# Barred Gates: College Admissions Predictions

## Introduction

Every year, four million students apply to college in the United States. The market for admission related services is $7 Billion ([NYTimes](http://boss.blogs.nytimes.com/2009/11/18/tune-in-start-up-drop-out/?_r=0)). The process
is fraught with anxiety and uncertainty for students and their parents. A large source of
this anxiety is the lack of reasonably accurate forecasts for successful admissions, in spite
of expensive consultants and experienced high school college counselors. 

There are some rational reasons behind why forecasting college admissions is notoriously inaccurate. Top colleges have such an abundance of choice that the final selections among many qualified candidates can be somewhat random. University admission boards try to balance for diversity among ethnic, economic and geographic groups so the choices are dependent, year to year, on application pools. 

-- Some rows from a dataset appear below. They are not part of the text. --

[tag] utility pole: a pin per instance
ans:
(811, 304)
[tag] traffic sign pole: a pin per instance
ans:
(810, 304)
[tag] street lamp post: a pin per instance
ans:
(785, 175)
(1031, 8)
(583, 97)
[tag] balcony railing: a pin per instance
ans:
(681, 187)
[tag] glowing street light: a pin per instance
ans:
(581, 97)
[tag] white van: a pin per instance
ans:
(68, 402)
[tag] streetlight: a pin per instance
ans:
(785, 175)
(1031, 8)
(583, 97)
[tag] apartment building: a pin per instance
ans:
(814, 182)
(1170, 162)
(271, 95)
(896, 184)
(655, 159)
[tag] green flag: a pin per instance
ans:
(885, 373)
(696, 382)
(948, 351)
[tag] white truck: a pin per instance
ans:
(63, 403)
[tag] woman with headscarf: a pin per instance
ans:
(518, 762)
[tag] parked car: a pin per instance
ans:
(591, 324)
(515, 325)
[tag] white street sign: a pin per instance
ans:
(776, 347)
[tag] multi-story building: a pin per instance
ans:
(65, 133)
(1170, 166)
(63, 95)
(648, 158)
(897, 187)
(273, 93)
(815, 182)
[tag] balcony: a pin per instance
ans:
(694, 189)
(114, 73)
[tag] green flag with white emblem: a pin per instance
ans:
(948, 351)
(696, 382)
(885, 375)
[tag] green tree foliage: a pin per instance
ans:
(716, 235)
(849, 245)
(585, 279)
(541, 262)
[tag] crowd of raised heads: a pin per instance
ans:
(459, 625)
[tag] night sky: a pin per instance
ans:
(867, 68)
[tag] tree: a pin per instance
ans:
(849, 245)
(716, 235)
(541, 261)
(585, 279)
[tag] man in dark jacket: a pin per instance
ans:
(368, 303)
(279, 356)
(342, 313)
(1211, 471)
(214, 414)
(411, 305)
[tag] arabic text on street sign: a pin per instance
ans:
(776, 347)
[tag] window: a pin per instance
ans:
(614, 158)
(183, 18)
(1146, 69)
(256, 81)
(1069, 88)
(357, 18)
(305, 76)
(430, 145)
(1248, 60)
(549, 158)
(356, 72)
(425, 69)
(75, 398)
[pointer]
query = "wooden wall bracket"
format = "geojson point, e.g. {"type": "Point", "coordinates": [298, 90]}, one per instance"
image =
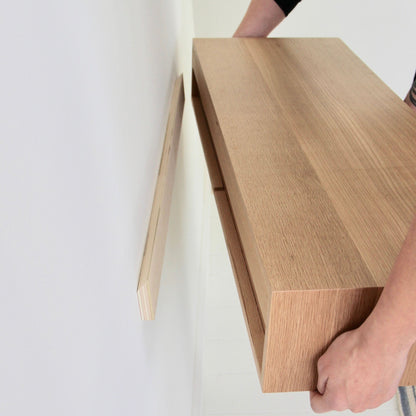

The lack of forecasting prowess is exacerbated by organizations like the [College Board](https://www.collegeboard.org/) which has a financial incentive to offer expensive 
standardized tests and study guides that offer little predictive ability into the applicability of a given student for a given college.

Through this project, we hope to provide some clarity, precision and reasonably accurate forecasting of a student's probability of being accepted into a given college. We will make this predictive model available in a publicly accessible website [www.chanceme.info](www.chanceme.info), which is particularly timely given that the vast majority of college applications occur in the Fall.

## Project Objectives
First and foremost, we want to know whether there is any rhyme or reason behind college admissions among the cream of the crop US universities. Colleges are surprisingly opaque about admissions criteria. All of us would like to find out whether this is because they are trying to be secretive about their algorithms, or, more unsettlingly, if admissions decisions come down to unprincipled guidelines on the whim of the selection committee, or individual admissions officier. 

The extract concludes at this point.